Pentagon Department of James Bond Gizmos Has a New Secret Defense

On Dec. 5, 2011, disaster struck the U.S. military. Iranian state media reported that a top secret U.S. Air Force stealth drone -- an RQ-170 Sentinel -- had been brought down and captured intact. One of America's most advanced pieces of unmanned, stealth airplane technology... was in the hands of the Iranian Revolutionary Guard.

An artist's rendering of America's top-secret Sentinel drone. Source: Wikimedia Commons

How could this happen? Engineers at the time speculated that Iran had tricked the Sentinel into switching into autopilot mode, jamming its communications to blind the drone, then feeding it false GPS data to convince it to land at an Iranian airbase. But today, the Pentagon is more interested in how to make sure that such a fiasco does not happen again.

Enter DARPA's mad scientists
According to the scientists at DARPA, the Defense Advanced Research Projects Agency, hi-tech weapons have become so pervasive on the modern battlefield that it's all but impossible to keep track of the stuff. It's not just drones they're worried about. Whether you're talking robots, rocket launchers, or radios -- if it's got electronics in it, eventually something hi-tech that we don't want to lose track of, will fall into the possession of someone... whom we'd rather never got hold of it.

The solution? Blow the stuff up.
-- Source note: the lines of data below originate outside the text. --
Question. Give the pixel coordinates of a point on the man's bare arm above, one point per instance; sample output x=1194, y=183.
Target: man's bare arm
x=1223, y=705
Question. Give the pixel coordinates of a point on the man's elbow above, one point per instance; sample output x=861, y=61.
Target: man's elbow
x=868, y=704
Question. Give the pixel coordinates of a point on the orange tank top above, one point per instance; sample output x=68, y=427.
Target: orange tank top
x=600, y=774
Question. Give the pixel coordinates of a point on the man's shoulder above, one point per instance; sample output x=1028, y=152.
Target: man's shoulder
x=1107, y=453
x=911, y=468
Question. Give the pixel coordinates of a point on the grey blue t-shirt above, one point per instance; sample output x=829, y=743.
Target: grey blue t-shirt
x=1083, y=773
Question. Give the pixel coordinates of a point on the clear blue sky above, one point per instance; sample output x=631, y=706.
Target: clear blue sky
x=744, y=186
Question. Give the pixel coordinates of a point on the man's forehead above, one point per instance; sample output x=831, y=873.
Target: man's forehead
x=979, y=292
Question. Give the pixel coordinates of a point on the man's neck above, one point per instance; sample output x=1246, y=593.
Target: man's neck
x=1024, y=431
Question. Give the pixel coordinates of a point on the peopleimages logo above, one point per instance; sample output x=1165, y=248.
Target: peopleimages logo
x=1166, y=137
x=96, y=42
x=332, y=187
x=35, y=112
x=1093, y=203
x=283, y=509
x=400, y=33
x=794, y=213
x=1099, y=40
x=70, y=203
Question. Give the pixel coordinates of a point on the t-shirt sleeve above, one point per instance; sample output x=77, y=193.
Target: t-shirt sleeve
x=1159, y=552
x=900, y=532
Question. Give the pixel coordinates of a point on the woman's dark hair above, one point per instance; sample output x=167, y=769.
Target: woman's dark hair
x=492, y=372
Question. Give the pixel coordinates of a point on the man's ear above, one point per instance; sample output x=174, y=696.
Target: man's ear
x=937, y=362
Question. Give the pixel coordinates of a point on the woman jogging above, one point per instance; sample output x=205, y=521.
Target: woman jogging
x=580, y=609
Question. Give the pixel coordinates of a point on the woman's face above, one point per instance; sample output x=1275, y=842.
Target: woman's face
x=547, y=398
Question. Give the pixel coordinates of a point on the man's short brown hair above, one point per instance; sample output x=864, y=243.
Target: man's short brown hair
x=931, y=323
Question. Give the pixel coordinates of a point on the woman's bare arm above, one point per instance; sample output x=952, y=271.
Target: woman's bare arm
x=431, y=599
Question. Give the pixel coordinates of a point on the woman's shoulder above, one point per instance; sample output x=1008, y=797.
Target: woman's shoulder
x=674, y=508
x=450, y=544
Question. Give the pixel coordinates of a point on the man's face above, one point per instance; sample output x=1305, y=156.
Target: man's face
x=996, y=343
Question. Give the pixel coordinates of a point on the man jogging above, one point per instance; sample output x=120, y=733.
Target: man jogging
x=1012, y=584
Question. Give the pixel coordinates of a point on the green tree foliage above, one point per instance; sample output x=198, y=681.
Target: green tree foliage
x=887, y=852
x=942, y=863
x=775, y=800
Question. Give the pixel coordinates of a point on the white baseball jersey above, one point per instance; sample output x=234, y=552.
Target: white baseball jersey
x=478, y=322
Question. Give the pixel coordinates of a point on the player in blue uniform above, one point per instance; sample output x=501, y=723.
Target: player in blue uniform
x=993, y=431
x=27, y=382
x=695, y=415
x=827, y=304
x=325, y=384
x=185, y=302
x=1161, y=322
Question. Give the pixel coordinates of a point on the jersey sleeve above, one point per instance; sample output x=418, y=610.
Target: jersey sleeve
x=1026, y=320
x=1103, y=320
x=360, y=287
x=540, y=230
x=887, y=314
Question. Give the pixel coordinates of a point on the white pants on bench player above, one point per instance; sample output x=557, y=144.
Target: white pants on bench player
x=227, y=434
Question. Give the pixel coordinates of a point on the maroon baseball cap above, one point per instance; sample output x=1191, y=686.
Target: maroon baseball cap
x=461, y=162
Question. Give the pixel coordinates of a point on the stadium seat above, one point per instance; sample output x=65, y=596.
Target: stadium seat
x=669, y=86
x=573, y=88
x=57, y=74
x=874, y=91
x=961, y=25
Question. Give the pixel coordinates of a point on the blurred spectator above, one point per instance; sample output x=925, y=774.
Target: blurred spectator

Or even better, make it melt away into nothingness all on its own -- leaving enemies, who thought they'd captured hi-tech American equipment, holding a hunk of useless, melted-down metal and carbon composite instead. This is the goal of DARPA's new VAnishing Programmable Resources (VAPR) program, which aims to develop a new form of "sophisticated electronics" that, "when triggered ... degrade partially or completely into their surroundings."

A battery, VAPR-ized! Source: DARPA

Abracadabra -- Poof! It's gone!
Last month, DARPA took a step toward making this magic trick happen when it announced the award of a $4.7 million contract to defense contractor SRI International. Under this contract, SRI will attempt to design and build "transient electronics." Specifically, a silicon-air battery capable of powering electronics just like commercial off-the-shelf products, but also capable of self-destructing in response to an electronic signal or other predetermined "trigger." SRI joins Honeywell , which is already working on a similar project under a $2.5 million contract, in trying to take the concept to reality.

As the small size of these contracts suggests, we're only in the very earliest phases of R&D on "transient electronics" today. But if these companies are successful, their product could make the world a much safer place to live in.

Remember the 15,699 anti-tank missiles that America is getting ready to ship to Saudi Arabia? With a working "transient electronics" program, each and every one of them might be programmed to lock itself up if pointed at an Israeli tank. Or imagine if Lockheed Martin sold F-35 fighter jets to a foreign power that turned unfriendly. Wouldn't it be nice to be able to "turn off" those airplanes with the touch of a button?

Surface-to-air missiles programmed to melt themselves into junk if terrorists point them at a commercial airliner? Encrypted communications gear that could be disabled if captured? There are any number of uses for this technology, if it can be perfected -- potentially saving lives, and probably safeguarding billions of dollars worth of research and development work by the defense contractors that produce the weapons in the first place.

As good uses for an initial investment of $7.2 million go (the total value of the SRI and Honeywell contracts), I can think of few better.